Declining HCAHPS scores last year could easily be explained by what was going on with COVID-19, Dr. Patel said. “But we want our patient experience to be seamless. We have to put ourselves in the patient’s shoes. For them, it’s about whether they felt they were treated well or not. We had to reinvent ourselves and find new ways to compensate for the limitations imposed by the pandemic,” he said.
“We also recognized that our No. 1 job as a group is to take care of our doctors, so that they can take care of their patients. We provided quarantine pay, implemented a buddy system for doctors, used CME dollars to pay for COVID education and, if they felt ill, we said they needed to stay home, while we paid their shift anyway,” he said. “When you do that kind of thing and engage them in your mission, frontline hospitalists can help to improve quality of care, decrease costs, and increase patient safety.”
A sacred encounter
For Sarah Richards, MD, a hospitalist with Nebraska Medicine in Omaha, what happens in the hospital room between the hospitalist and the patient is a sacred encounter. “It’s about relationship and trust,” she said, noting that it’s hard to capture all of that in survey data. It might be better expressed in words: “ ‘How are things going for you?’ To me, that’s the real patient experience. When I talk with physicians about patient experience, I start with why this matters. We know, for example, that when patients trust us, they are more likely to engage with their care and adhere to the treatment plan.”

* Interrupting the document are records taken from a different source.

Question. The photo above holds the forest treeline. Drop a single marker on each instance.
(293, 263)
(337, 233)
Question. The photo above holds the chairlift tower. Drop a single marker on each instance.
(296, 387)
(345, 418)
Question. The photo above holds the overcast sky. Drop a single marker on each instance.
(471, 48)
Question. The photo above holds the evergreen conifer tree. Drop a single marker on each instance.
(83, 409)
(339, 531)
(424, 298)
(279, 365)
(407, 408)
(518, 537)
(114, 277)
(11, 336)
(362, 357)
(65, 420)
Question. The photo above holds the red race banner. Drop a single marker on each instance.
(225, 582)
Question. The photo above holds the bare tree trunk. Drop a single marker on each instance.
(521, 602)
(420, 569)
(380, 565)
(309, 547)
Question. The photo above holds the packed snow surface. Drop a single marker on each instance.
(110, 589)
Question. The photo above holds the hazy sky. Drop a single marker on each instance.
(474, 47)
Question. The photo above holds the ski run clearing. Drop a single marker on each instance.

Dr. Richards said standard hospital quality surveys can be a blunt tool. The HCAHPS survey, conducted around a week after the hospitalization, has a low response rate, and returns are not representative of the demographic served in the hospital. “The inpatient data are not always helpful, but this is what we have to work with. One choice hospitals have is for the leadership to choose not to use the data for individual bonuses, recognition, or discipline, since the questions ask patients about the care they received collectively from all of their doctors,” she said.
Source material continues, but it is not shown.